Scroll View Navigation
To find an element in a long scrollable list:
- Fetch the tree and search for the target element
- If found, tap it -- done
- If not found, swipe up from the right edge to scroll down (use x =
screen_width - 30 to avoid tapping interactive elements)
- Re-fetch the tree and search again
- Detect end of list: if the tree content is identical after a scroll, you've reached the bottom
- Stop and report element not found if the bottom is reached without finding the target
Use the same pattern for horizontal scroll views, adjusting swipe direction accordingly.
Screenshots
Use simctl for screenshots -- more reliable than WDA's base64 approach:
xcrun simctl io <UDID> screenshot /tmp/screenshot.png
To get the booted simulator's UDID:
xcrun simctl list devices booted -j | jq -r '.devices | to_entries[].value[] | select(.state == "Booted")'
Tips
- Tree coordinates, not screenshot pixels -- screenshots may be at a different resolution than the tree's point-based coordinates.
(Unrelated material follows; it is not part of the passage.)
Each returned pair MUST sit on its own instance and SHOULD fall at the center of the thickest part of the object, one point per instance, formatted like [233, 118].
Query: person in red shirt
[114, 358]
- Vertical swipes: use the right edge x-coordinate (
screen_width - 30) to avoid accidentally tapping interactive elements in the center. Use center only when needed.
- Slow swipes on tappable items: swipe gestures on tappable items may register as a tap. Use
duration: 1000 (1 second) for more reliable swipes.
- WDA startup time: ~60s the first time. Subsequent starts are faster with cached DerivedData.
- Reconnecting: if WDA disconnects, run
wda-start.rb again -- it will reconnect.
- Tab bar: look for elements with type containing
TabBar in the tree. Its children are the individual tabs.
Common Failures and Recovery
WDA Session Expiry
WDA sessions can expire after inactivity. If action requests return HTTP 4xx errors, re-create the session:
curl -s -X POST http://localhost:8100/session \
-H 'Content-Type: application/json' \
-d '{"capabilities":{"alwaysMatch":{}}}' | jq .
Stale Element Coordinates
After animations or screen transitions, previously fetched coordinates may be wrong. Always re-fetch the tree and recompute coordinates before tapping after any navigation action.
System Alert Interception
System alerts (location permissions, notification permissions, tracking prompts) can block interactions with the app. Before retrying a failed tap:
- Fetch the tree and look for elements of type
Alert or Sheet
- If found, look for a dismiss button ("Allow", "Don't Allow", "OK", "Cancel") and tap it
- Then retry the original action
App Crash Detection
If actions consistently fail or the tree looks unexpected, the app may have crashed. Check and re-launch:
xcrun simctl list devices booted
xcrun simctl launch <UDID> <APP_BUNDLE_ID>
After re-launching, create a new WDA session before continuing.